I walk the extra blocks to Trader Joe’s primarily for its wine selection and prices. But, I don’t go there as my regular shopping place because lately the checkers have just made me crazy. Today, I present my most recent (ie 20 minutes ago) encounter with a Trader Joe’s checker.
Scene: Trader Joe’s in Foggy Bottom, Washington, DC
I, of course, have several bottles of wine in my basket, so I have my ID handy because they always card me despite being 26 years-old with the scowl of a 65 year-old woman.
Checker: Can I see your ID please?
Me: Here you go.
Checker: Missoura, huh?! How’d you get out here?
[Inner-monologue: Missouri. And why is it so amazing that someone from Missouri moved to Washington, DC?]
Me: I work here.
Checker: Oh! I’ve never been to the midwest, but people always say the people out there are so nice.
Checker: My cousins moved out there from New York. And they just loved it! They always said everything was so much more affordable and the people are just so friendly and nice.
[Inner-monologue: Yes, we are just a bunch of ignorant hillbillies who don’t know about anything except being friendly.]

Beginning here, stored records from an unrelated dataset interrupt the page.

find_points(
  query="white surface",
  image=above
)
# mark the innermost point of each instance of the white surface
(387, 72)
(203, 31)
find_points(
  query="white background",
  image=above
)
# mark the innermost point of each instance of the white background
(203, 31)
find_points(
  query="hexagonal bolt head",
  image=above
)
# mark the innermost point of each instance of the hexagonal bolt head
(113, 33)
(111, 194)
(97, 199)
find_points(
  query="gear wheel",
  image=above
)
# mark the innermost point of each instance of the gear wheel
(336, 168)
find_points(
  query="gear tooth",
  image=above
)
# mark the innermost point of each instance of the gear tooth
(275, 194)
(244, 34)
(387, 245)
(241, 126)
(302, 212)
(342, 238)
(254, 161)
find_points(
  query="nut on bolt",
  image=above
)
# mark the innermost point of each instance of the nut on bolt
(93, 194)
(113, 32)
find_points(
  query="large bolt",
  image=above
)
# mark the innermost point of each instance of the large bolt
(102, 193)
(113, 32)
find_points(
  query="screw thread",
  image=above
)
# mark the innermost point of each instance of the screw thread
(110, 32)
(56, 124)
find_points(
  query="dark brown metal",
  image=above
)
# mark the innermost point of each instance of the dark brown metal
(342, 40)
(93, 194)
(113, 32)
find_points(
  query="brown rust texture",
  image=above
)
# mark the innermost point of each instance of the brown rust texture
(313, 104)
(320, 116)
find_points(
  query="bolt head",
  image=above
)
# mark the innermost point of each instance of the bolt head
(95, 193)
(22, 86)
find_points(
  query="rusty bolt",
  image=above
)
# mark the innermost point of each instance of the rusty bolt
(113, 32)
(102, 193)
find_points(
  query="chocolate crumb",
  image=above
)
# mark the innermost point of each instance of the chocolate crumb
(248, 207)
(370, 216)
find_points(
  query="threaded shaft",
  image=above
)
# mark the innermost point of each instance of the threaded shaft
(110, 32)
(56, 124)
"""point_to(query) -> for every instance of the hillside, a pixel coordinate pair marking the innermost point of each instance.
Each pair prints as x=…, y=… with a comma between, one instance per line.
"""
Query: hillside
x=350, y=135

Checker: Isn’t Washington University there? That’s a good school.
Me: Yes, my sister goes there.
Checker: I’ve been to Chicago, but never St. Louis. They’re probably not too different. Although, I did go to a concert for that female singer from your state…Sheryl Crow?
[Inner-monologue: That female singer.]
Checker: Well, here’s your receipt. Have a nice day.
That conversation was particularly galling. The checkers are also fond of commenting on my birthday. I am well aware that being born on September 11th was unfortunate. I do not need a random checker reminding me.